Statistics
Collection of
methods for planning experiments, obtaining data, and then organizing,
summarizing, presenting, analyzing, interpreting, and drawing conclusions.
Variable
Characteristic
or attribute that can assume different values
Population
All subjects
possessing a common characteristic that is being studied.
Sample
A subgroup or
subset of the population.
Parameter
Characteristic
or measure obtained from a population.
Statistic (not to be confused with Statistics)
Characteristic
or measure obtained from a sample.
Descriptive Statistics
Collection,
organization, summarization, and presentation of data.
Inferential Statistics
Generalizing
from samples to populations using probabilities.Performing hypothesis testing,
determining relationships between variables, and making predictions.
Qualitative Variables
Variables which
assume non-numerical values.
Quantitative Variables
Variables which
assume numerical values.
Discrete Variables
Variables which
assume a finite or countable number of possible values.Usually obtained by
counting.
Continuous Variables
Variables which
assume an infinite number of possible values.Usually obtained by measurement.
Raw Data
Data collected in original form.
Frequency
The number of times a certain value or class of values occurs.
Frequency Distribution
The organization of raw data in table form with classes and
frequencies.
Ungrouped Frequency Distribution
A frequency distribution of numerical data. The raw data is not
grouped.
Grouped Frequency Distribution
A frequency distribution where several numbers are grouped into one
class.
Class Limits
Separate one class in a grouped frequency distribution from
another. The limits could actually appear in the data and have gaps between the
upper limit of one class and the lower limit of the next.
Class Boundaries
Separate one class in a grouped frequency distribution from
another. The boundaries have one more decimal place than the raw data and
therefore do not appear in the data. There is no gap between the upper boundary
of one class and the lower boundary of the next class. The lower class boundary
is found by subtracting 0.5 units from the lower class limit and the upper
class boundary is found by adding 0.5 units to the upper class limit.
Class Width
The difference between the upper and lower boundaries of any class.

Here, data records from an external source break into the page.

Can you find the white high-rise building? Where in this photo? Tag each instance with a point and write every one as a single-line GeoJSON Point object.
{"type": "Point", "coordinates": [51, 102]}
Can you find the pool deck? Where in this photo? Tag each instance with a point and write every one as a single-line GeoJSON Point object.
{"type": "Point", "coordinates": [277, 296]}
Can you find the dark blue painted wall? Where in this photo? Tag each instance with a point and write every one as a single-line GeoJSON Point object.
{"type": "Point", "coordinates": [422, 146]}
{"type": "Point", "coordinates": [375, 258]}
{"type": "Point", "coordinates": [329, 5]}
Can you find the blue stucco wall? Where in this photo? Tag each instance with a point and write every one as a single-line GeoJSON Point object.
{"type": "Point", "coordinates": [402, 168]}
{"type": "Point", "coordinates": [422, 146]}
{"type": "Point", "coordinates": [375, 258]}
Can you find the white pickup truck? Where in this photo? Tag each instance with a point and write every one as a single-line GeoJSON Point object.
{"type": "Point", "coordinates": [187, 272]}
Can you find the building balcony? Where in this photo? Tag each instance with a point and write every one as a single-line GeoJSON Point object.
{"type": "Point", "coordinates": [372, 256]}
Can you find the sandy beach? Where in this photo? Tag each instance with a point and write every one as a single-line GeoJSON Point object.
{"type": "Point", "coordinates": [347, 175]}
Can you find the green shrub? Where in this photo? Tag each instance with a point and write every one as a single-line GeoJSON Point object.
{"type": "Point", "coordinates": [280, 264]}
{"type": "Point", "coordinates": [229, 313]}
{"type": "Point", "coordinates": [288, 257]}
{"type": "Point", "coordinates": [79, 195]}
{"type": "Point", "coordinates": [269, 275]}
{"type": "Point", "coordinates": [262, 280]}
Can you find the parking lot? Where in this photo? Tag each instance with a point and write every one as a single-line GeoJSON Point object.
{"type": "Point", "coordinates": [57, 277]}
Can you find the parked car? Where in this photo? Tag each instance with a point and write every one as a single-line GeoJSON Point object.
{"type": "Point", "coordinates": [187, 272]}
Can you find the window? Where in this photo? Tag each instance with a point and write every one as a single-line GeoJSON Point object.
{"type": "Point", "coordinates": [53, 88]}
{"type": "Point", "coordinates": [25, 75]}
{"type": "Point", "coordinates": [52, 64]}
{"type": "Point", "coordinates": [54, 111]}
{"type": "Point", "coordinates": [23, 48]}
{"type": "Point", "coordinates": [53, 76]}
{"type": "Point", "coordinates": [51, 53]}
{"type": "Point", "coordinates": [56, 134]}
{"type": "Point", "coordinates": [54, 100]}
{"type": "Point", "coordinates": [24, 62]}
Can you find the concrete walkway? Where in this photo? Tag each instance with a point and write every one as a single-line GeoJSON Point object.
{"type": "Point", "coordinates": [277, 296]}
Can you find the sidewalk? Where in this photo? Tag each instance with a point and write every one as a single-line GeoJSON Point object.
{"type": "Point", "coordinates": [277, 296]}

The class width is also the difference between the lower limits of two
consecutive classes or the upper limits of two consecutive classes. It is not
the difference between the upper and lower limits of the same class.
Class Mark (Midpoint)
The number in the middle of the class. It is found by adding the
upper and lower limits and dividing by two. It can also be found by adding the
upper and lower boundaries and dividing by two.
Cumulative Frequency
The number of values less than the upper class boundary for the
current class. This is a running total of the frequencies.
Relative Frequency
The frequency divided by the total frequency. This gives the
percent of values falling in that class.
Cumulative Relative Frequency (Relative Cumulative Frequency)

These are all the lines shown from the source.